Nessas circunstâncias, não é de surpreender que o jovem Comte tenha recorrido a Saint-Simon. Este último, aproveitando a relativa liberdade de imprensa concedida por Luís XVIII, publicava cada vez mais panfletos e revistas e, portanto, precisava de um colaborador. Comte adotou três idéias do complexo pensamento de Saint-Simon:

  1. O contraste entre períodos orgânicos e críticos da história, dos quais a Revolução acabara de fornecer um exemplo.
  1. A idéia da sociedade industrial. Em 1817, sob a influência, principalmente, de B. Constant e J.-B. Say, Saint-Simon havia se transformado em um apóstolo da indústria. Como um observador atento da revolução industrial que estava ocorrendo diante de seus olhos, ele entendeu que ela mudaria completamente todas as relações sociais existentes. Até então, vivíamos em sociedades militares: o homem agia sobre o homem, e o poder pertencia à classe guerreira. De agora em diante, o comércio substituiria a guerra, e o homem se preocuparia principalmente em agir sobre a natureza. Comte chegou à conclusão bastante equivocada de que a era das guerras havia terminado (Aron 1957).
  1. A idéia de poder espiritual. Essa é a dívida mais óbvia de Comte com Saint-Simon. O tema estava presente desde a primeira obra de Saint-Simon (“Cartas de um Habitante de Genebra a seus Contemporâneos“, 1803) até a última (O Novo Cristianismo, 1825). Ela resultou de uma observação e de uma convicção. Saint-Simon observou o papel da ciência na sociedade moderna: ele sugeriu, por exemplo, que fossem disponibilizados fundos públicos para financiar a pesquisa científica. Ele também estava convencido da natureza religiosa da coesão social e, portanto, da necessidade de uma classe sacerdotal encarregada de mantê-la. Essa crença o levou à concepção de uma ciência da organização social, ligando esses dois componentes: a religião se tornaria uma aplicação da ciência, permitindo que homens esclarecidos governassem os ignorantes. Assim, em vez de tentar destruir toda forma de vida religiosa, deve-se confiar aos sábios o poder espiritual que ficou enfraquecido com o declínio das religiões tradicionais. É também dentro dessa estrutura que o texto que ele escreveu em 1814 sobre a reorganização da sociedade européia deve ser entendido: lidar com as relações internacionais é um dos principais atributos do poder espiritual, conforme demonstrado pelo papado medieval.
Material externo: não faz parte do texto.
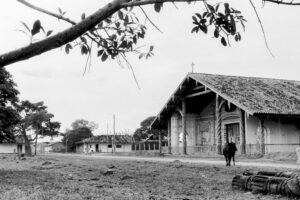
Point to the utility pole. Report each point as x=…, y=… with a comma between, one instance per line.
x=114, y=137
x=107, y=136
x=193, y=64
x=66, y=142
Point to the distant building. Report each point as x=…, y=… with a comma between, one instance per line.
x=18, y=145
x=57, y=147
x=206, y=111
x=44, y=143
x=105, y=143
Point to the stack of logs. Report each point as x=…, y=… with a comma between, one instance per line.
x=284, y=183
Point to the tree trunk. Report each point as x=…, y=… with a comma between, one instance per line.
x=35, y=145
x=184, y=126
x=27, y=143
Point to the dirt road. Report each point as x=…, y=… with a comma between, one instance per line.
x=257, y=163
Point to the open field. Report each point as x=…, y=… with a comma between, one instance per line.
x=66, y=178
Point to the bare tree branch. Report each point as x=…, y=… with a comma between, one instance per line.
x=262, y=28
x=283, y=3
x=150, y=19
x=46, y=11
x=73, y=32
x=61, y=38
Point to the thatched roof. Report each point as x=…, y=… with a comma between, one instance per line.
x=255, y=95
x=107, y=139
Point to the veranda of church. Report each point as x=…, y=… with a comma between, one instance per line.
x=206, y=111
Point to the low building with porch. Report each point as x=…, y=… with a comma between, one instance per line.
x=105, y=144
x=206, y=111
x=13, y=146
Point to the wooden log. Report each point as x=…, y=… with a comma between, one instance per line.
x=271, y=173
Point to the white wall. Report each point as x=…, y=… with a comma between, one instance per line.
x=278, y=134
x=8, y=148
x=104, y=148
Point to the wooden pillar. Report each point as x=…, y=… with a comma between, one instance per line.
x=262, y=136
x=184, y=126
x=242, y=132
x=169, y=137
x=159, y=145
x=218, y=125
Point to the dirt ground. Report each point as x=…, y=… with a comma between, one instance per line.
x=71, y=178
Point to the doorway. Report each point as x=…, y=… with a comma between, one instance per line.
x=233, y=133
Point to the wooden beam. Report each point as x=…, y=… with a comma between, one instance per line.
x=197, y=94
x=197, y=88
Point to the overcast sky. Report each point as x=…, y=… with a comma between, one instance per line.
x=107, y=89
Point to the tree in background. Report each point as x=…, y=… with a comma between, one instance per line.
x=35, y=117
x=144, y=132
x=76, y=135
x=9, y=116
x=79, y=123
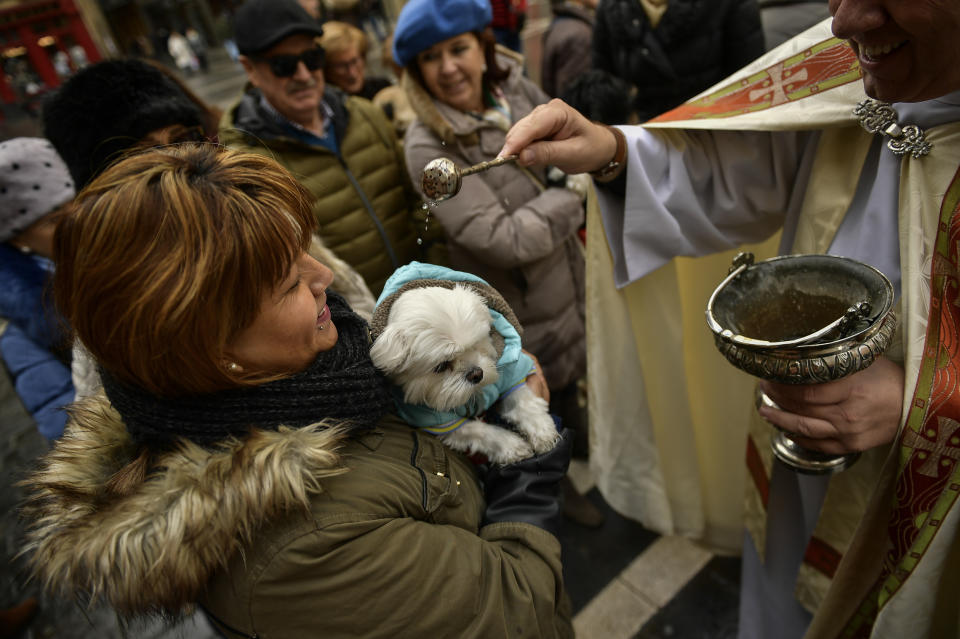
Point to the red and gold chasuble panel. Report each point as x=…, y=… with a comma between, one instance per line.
x=824, y=66
x=928, y=481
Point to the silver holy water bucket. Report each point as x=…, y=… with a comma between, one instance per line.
x=802, y=319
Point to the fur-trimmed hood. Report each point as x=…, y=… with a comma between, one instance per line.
x=154, y=549
x=446, y=122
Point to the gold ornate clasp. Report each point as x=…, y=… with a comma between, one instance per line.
x=879, y=117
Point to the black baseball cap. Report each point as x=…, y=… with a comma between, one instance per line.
x=260, y=24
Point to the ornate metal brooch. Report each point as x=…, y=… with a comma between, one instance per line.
x=879, y=117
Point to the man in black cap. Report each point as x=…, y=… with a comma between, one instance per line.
x=342, y=148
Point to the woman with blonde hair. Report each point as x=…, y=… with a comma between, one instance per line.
x=511, y=226
x=243, y=457
x=345, y=66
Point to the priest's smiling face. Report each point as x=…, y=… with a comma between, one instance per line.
x=909, y=50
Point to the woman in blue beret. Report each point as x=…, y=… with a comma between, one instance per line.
x=514, y=227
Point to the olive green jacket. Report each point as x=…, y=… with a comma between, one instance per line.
x=293, y=533
x=367, y=211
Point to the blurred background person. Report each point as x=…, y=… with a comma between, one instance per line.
x=342, y=148
x=602, y=97
x=509, y=17
x=34, y=186
x=393, y=98
x=198, y=45
x=783, y=19
x=673, y=50
x=566, y=45
x=182, y=53
x=507, y=225
x=346, y=60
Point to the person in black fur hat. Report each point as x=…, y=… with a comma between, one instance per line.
x=112, y=106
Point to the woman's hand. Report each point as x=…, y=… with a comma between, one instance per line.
x=557, y=134
x=848, y=415
x=536, y=381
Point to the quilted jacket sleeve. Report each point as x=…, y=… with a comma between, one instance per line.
x=42, y=382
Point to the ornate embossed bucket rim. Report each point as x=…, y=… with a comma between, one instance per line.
x=800, y=350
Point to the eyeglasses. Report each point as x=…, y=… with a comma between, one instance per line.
x=284, y=66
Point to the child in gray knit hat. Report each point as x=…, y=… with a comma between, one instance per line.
x=34, y=183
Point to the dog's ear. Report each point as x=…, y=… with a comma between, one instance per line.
x=390, y=350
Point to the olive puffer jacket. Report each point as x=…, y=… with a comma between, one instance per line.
x=368, y=213
x=293, y=533
x=505, y=227
x=696, y=44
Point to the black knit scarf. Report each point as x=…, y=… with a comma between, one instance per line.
x=341, y=384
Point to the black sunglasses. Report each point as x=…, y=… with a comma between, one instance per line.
x=284, y=66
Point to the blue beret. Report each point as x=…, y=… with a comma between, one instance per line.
x=423, y=23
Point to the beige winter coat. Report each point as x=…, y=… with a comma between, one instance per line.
x=290, y=534
x=505, y=227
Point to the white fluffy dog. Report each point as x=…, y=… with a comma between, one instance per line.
x=438, y=346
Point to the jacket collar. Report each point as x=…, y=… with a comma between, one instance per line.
x=154, y=549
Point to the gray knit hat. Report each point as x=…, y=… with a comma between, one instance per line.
x=33, y=182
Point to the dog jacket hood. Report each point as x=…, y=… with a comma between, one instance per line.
x=513, y=365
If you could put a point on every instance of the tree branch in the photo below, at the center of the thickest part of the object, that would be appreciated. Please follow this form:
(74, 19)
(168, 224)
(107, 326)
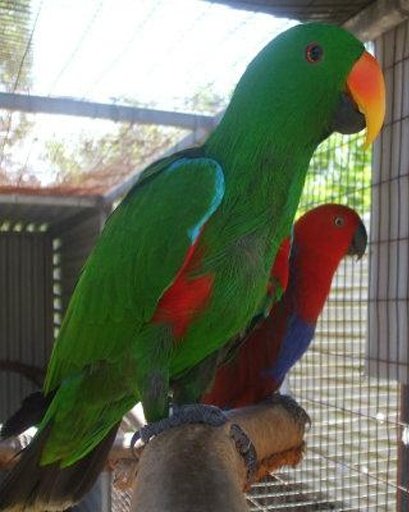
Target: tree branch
(197, 467)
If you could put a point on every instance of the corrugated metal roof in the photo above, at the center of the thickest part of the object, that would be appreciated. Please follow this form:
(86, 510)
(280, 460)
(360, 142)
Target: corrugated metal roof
(333, 11)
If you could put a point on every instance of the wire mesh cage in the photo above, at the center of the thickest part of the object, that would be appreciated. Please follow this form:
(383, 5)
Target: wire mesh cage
(352, 455)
Comte assimilou rapidamente o que Saint-Simon tinha a lhe oferecer. Mas Comte aspirava a se libertar de uma tutela que pesava cada vez mais sobre ele, já que considerava pouco tolerável a mente inconstante e sem método do aristocrata autodidata e filantropo. A ruptura ocorreu em 1824, ocasionada por um trabalho mais curto de Comte que se revelaria fundamental. Ciente de que já possuía as principais idéias de sua própria filosofia, Comte acusou seu professor de tentar se apropriar de seu trabalho e, além disso, apontou que ele não havia se contentado em dar uma forma sistemática aos conceitos emprestados (Bourdeau 2019). As Considerações Filosóficas sobre as Ciências e os Cientistas (1825) contêm as primeiras e clássicas formulações das duas pedras angulares do positivismo: a lei dos três estágios e a classificação das ciências. As Considerações sobre o Poder Espiritual, que se seguiram alguns meses depois, apresentam o dogmatismo como o estado normal da mente humana. Não é difícil encontrar por trás dessa declaração, que pode parecer ultrajante para nós, o anti-cartesianismo que Comte compartilha com Peirce e que aproxima suas filosofias uma da outra. Como a mente permanece espontaneamente com o que lhe parece verdadeiro, a irritação da dúvida cessa quando a crença é fixada; o que precisa de justificação, pode-se dizer, não é a crença, mas a dúvida. Assim, surge o conceito de fé positiva, ou seja, a necessidade de uma teoria social da crença e seu correlato, a teoria lógica da autoridade (Bourdeau 2011).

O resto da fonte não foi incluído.